As shipping processes improve around the world and the instant communication of the internet, a free range globalization strategy makes sense for a growing number of businesses. The ability to freely find outsourcing opportunities that can provide goods or perform tasks at lower costs can immediately improve a company’s bottom line. As Eastern Europe and India continue to grow economically, these opportunities are only going to keep increasing. Is this something your business should be considering? Here are the pros and cons of a free range globalization strategy.
Here are the Pros of a Free Range Globalization Strategy
1. It provides an opportunity to tap into a needed skill set that may not be available.
The ability to freely roam around the globe to pick up needed talent can help a business fill employment gaps with expertise instead of “warm bodies.” Certain areas of the world have skills or resources that may be needed, but not available locally. By implementing this strategy, it becomes easier to access those needs to stay competitive.
2. It forces a brand to adopt an efficient supply chain.
Free range globalization requires a supply chain that can involve a number of entities from all over the globe. In order for goods or services to be provided to each market as needed, an efficient supply chain is necessary to keep costs at an appropriate price point. This effort also helps suppliers and distributors maintain competitive pricing because of competition for the privilege of being in the supply chain.
3. Manufacturing costs will generally go down.
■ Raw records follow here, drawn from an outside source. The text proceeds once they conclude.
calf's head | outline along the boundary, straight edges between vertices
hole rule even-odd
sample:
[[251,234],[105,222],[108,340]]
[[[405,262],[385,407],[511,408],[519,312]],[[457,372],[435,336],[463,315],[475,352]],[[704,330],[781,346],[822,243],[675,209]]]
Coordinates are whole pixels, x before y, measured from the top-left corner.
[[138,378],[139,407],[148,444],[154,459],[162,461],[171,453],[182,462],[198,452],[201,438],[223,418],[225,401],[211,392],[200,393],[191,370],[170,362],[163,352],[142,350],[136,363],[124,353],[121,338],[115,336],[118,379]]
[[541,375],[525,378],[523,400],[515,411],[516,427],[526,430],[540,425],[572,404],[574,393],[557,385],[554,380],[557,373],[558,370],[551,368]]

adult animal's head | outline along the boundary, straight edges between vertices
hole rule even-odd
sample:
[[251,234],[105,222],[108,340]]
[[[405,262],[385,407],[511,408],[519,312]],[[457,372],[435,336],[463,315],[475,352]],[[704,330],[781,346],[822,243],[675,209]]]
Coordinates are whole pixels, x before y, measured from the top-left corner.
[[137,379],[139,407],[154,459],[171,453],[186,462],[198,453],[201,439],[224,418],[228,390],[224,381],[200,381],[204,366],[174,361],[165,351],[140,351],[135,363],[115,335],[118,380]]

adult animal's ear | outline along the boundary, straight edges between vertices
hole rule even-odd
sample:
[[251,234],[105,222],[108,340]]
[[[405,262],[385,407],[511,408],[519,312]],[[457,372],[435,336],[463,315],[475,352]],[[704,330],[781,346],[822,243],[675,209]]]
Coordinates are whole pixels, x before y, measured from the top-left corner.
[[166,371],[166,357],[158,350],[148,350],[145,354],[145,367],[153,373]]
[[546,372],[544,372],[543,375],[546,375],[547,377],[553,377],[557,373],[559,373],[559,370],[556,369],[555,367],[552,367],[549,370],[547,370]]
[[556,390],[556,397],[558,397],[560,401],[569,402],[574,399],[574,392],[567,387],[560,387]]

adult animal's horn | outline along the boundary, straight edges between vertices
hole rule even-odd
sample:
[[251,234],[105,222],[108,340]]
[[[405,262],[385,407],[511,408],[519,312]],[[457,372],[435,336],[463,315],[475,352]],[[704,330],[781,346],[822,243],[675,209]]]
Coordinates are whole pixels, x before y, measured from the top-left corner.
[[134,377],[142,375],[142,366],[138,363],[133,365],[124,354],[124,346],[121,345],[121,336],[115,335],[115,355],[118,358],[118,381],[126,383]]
Some free range globalization strategies run counter to the lower cost benefits, but most brands will still look to reduce labor costs. Certain areas of the world are able to provide viable wages at a lower labor cost, allowing for cheaper goods to be produced for the rest of the world to consume. This provides economic benefits on each end of the supply chain.
4. It naturally limits the competition.
When a business is able to operate under this strategy, then it has more freedom of movement to counter the value propositions that are offered by the competition. A brand can become flexible and adaptive, solving the problems of local populations before the competition ever recognizes that there is the potential for profit. More size and movement means there may be niche competitors here and there, but nothing that is direct or dangerous.
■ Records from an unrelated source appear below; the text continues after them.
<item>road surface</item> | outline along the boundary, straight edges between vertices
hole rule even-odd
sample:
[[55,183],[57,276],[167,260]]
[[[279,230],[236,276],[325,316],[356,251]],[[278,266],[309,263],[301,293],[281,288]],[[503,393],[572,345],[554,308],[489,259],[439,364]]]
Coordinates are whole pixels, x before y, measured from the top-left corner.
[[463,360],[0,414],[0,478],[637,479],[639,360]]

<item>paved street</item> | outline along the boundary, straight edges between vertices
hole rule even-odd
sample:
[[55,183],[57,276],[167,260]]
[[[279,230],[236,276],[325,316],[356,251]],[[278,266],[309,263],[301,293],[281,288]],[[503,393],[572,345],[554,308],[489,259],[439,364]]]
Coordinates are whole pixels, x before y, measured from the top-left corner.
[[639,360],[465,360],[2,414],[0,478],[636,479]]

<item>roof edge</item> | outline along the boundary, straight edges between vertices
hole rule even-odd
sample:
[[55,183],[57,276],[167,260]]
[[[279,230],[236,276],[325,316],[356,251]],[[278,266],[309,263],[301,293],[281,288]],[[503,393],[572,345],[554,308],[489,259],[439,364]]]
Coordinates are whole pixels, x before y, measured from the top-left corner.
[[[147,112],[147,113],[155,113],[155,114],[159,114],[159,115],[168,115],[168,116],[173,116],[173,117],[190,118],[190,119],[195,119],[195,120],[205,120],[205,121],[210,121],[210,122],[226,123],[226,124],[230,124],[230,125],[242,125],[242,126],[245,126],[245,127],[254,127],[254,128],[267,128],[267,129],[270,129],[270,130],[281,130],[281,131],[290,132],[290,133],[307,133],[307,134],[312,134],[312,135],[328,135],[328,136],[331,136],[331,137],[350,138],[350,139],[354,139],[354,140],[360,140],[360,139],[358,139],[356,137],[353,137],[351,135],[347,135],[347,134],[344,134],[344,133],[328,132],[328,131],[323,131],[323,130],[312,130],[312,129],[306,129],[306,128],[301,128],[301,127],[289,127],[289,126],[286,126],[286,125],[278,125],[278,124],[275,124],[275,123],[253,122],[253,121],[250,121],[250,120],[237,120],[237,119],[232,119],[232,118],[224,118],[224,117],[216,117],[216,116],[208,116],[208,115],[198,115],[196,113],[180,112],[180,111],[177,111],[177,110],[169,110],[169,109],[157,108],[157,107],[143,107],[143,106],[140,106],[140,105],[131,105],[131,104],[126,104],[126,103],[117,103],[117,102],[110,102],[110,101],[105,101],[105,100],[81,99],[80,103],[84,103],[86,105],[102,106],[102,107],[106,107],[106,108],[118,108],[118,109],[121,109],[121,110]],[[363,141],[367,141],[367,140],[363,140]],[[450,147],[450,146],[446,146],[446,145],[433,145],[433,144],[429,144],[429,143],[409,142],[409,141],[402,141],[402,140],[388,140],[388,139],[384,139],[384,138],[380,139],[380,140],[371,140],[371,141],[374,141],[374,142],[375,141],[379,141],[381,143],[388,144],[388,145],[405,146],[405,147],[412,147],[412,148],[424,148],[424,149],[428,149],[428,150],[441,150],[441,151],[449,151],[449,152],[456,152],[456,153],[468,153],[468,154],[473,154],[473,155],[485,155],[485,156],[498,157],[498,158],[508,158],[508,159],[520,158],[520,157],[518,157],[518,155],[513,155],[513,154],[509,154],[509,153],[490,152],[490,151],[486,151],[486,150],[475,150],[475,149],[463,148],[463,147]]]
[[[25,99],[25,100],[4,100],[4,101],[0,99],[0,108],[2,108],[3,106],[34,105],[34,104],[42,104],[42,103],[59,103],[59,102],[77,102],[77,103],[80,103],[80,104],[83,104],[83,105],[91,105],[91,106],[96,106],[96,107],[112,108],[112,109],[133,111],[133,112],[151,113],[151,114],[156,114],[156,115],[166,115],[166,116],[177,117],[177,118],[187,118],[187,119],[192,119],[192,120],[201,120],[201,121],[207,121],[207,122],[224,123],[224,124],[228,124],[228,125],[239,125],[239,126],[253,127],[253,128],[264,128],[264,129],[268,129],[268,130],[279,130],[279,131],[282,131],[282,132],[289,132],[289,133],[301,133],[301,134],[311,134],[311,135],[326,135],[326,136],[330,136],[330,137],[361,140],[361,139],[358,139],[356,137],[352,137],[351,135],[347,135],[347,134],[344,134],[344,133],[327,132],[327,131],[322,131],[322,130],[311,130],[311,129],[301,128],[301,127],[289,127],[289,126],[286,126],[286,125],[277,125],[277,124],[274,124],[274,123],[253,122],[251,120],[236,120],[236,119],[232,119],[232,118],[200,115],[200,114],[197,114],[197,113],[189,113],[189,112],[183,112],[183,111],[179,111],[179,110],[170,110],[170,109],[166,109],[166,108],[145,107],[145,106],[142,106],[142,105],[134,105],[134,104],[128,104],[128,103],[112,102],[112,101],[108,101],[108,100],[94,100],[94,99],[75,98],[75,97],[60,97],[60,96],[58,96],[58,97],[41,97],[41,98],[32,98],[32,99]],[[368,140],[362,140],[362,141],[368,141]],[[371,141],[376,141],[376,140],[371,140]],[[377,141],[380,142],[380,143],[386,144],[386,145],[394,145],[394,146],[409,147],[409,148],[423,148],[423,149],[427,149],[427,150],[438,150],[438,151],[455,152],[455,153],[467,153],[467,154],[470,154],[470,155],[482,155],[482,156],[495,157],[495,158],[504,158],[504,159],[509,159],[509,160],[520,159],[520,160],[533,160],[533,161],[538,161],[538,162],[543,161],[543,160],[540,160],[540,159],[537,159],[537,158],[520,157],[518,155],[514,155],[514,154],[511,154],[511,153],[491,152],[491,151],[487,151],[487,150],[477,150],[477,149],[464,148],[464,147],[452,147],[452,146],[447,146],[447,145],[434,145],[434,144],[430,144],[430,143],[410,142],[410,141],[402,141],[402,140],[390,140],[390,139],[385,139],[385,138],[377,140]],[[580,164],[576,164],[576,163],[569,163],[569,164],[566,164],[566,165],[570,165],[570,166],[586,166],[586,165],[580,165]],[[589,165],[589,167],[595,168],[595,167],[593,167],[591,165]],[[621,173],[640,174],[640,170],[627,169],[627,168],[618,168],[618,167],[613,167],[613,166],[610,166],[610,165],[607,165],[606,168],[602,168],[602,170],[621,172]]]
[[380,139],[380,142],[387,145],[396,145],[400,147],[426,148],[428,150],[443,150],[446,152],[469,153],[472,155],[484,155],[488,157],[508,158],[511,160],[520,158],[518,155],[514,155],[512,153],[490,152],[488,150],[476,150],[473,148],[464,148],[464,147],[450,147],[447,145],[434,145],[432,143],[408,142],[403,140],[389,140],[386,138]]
Here Are the Cons of a Free Range Globalization Strategy
1. Communication efforts are not always efficient.
There are two components of this strategy which must be immediately addressed: language and time. When there is a severe difference in time zones, it becomes difficult for an organization to communicate with itself from throughout the world. If local resources are tapped, then there may be language barriers in place as well. If these issues are not addressed in some way, this strategy will fail.
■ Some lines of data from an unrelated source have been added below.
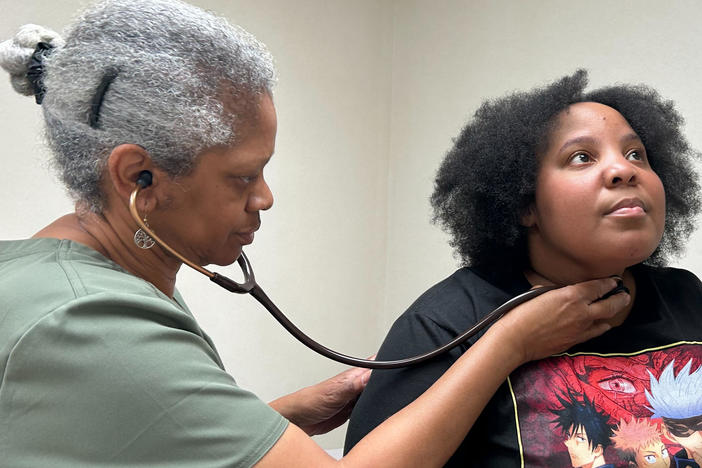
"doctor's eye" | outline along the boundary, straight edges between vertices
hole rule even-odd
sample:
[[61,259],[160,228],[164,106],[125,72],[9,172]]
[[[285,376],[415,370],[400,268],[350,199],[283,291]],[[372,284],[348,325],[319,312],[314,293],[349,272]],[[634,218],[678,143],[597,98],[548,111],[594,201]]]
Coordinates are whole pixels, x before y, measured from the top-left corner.
[[248,174],[248,175],[240,175],[240,174],[229,174],[227,176],[227,180],[229,185],[231,186],[232,190],[235,191],[242,191],[242,190],[248,190],[249,187],[252,187],[258,178],[260,177],[260,173],[258,174]]
[[646,463],[653,464],[656,462],[656,456],[655,455],[646,455],[644,457],[644,460],[646,460]]
[[238,185],[249,185],[258,179],[258,174],[230,176]]

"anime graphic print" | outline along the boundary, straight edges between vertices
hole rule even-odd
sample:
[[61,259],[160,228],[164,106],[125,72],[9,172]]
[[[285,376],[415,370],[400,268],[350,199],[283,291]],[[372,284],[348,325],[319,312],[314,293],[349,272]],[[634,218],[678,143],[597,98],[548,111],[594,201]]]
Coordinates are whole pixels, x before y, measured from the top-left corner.
[[510,377],[525,467],[702,467],[702,346],[561,355]]

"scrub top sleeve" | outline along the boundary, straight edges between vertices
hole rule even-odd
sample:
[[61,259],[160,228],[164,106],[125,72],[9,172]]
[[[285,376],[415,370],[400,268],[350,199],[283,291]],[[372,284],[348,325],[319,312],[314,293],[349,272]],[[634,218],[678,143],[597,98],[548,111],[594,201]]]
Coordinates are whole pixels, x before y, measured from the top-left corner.
[[236,385],[190,315],[141,302],[82,298],[25,333],[0,392],[12,428],[0,448],[57,468],[248,467],[265,455],[287,421]]

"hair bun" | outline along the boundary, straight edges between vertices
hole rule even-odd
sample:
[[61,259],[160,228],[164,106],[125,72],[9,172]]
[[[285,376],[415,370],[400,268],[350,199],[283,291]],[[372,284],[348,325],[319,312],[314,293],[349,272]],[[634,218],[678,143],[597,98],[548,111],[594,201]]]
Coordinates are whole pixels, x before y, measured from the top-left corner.
[[0,67],[10,74],[15,91],[25,96],[34,94],[27,72],[32,54],[40,42],[51,47],[61,47],[64,44],[58,33],[36,24],[25,24],[14,38],[0,43]]

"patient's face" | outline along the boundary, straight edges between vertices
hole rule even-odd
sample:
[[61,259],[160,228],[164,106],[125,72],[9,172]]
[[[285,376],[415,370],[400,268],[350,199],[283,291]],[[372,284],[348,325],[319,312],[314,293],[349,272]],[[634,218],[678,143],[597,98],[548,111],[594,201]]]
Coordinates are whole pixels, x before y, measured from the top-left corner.
[[665,224],[663,185],[619,112],[570,106],[540,157],[535,202],[523,218],[538,273],[581,281],[621,274],[653,253]]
2. There will always be financial and political risks.
Companies that incorporate a free range globalization strategy must budget for financial risks that each market may have. There may also be political risks that can interrupt the free cash flow that the organization may need. Different governments have different expectations of what “contribution” means, so a brand used to a government based on capitalism may struggle to adapt to a socialistic political atmosphere.
3. Supervision can sometimes be difficult.
Free range globalization requires a certain level of independence and confidence in each location’s administration for it to be successful. This is because direct supervision can be virtually impossible to accomplish, especially with a central structure. If the wrong people are in place, they can cause a lot of hidden financial damage to an organization before it is ever discovered.
4. Quality control is also difficult to achieve.
With multiple suppliers coming from every curve of the globe, quality control often involves remote supervision and inspection at best. Not every supplier may be willing to provide a business opportunity either because of the free range philosophy of always looking for a better deal. Suppliers and distributors also need to make money, so they may cut corners if they can get away with it and catching this can be difficult with this strategy.
The pros and cons of a free range globalization strategy show that is can be a beneficial process to adopt if the risks are carefully balanced. Going global is easier than ever before. With the right strategy in place, a business of any size has the opportunity to find the success that they envision.